In PHP, is there a known safe/reliable way to

1. Detect, generically, a hebrew character that's in a string of plain english characters.
2. Replace that character with something

I know I could, for a set of specific characters, use mb_ereg_replace to replace specific characters. However, I'm interested in being able to scan a string that might contain any hebrew character, and then replace it with things.

That is, I might have two strings like this

<?php
$string1 = "Look at this hebrew character: חַ. Isn't it great?";$string2 = "Look at this other hebrew character: יַָ. It is also great?";


I want a single function that would give me the following strings

Look at this hebrew character: \texthebrew{ח}. Isn't it great?
Look at this other hebrew character: \texthebrew{י}. It is also great?
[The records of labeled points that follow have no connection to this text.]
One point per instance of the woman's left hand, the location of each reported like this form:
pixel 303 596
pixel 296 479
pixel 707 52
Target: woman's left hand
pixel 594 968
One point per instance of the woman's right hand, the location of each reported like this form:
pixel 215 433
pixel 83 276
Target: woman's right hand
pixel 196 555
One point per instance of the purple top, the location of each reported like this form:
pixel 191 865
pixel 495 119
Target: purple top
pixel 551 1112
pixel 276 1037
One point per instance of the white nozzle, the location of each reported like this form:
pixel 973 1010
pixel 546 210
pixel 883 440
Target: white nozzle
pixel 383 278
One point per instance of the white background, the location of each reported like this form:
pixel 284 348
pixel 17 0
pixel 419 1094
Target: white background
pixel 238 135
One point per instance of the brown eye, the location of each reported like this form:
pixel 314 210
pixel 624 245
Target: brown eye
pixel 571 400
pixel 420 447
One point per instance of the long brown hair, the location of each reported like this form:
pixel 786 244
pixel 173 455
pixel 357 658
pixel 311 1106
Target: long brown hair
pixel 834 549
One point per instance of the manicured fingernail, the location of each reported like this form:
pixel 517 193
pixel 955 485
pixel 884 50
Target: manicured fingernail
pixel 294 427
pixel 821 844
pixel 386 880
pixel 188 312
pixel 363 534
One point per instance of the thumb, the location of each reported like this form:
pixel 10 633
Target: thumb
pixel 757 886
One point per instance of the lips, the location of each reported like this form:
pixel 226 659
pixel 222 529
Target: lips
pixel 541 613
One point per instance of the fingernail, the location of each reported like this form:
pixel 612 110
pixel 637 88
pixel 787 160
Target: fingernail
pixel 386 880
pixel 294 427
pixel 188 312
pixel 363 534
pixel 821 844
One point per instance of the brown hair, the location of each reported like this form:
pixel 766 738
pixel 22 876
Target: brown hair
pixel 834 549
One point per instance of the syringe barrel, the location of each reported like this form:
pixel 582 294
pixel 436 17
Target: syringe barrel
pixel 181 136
In theory I know I could scan the string for characters in the hebrew UTF-8 range and detect those, but how character encoding on strings works in PHP has always been a little hazy for me, and I'd rather use a proven/known solution if such a thing exists.

The mb_ereg_replace_callback function is useful in your case. The regular expression dialect has support for named properties, the Hebrew property specifically. That is Hewbrew Unicode block (IntlChar::BLOCK_CODE_HEBREW).

All you need to do is to mask the Hebrew segments:

mbregex_encoding('utf-8');
var_dump(mb_ereg_replace_callback('\p{Hebrew}+', function($matches) { return vsprintf('\texthebrew{%s}',$matches);
}, \$subject));


Output:

string(65) "Look at this hebrew character: \texthebrew{חַ}. Isn't it great?"


As the output shows, the four bytes with the two code-points are properly wrapped in one segment.

I don't know of any other way to do that in PHP with that little code.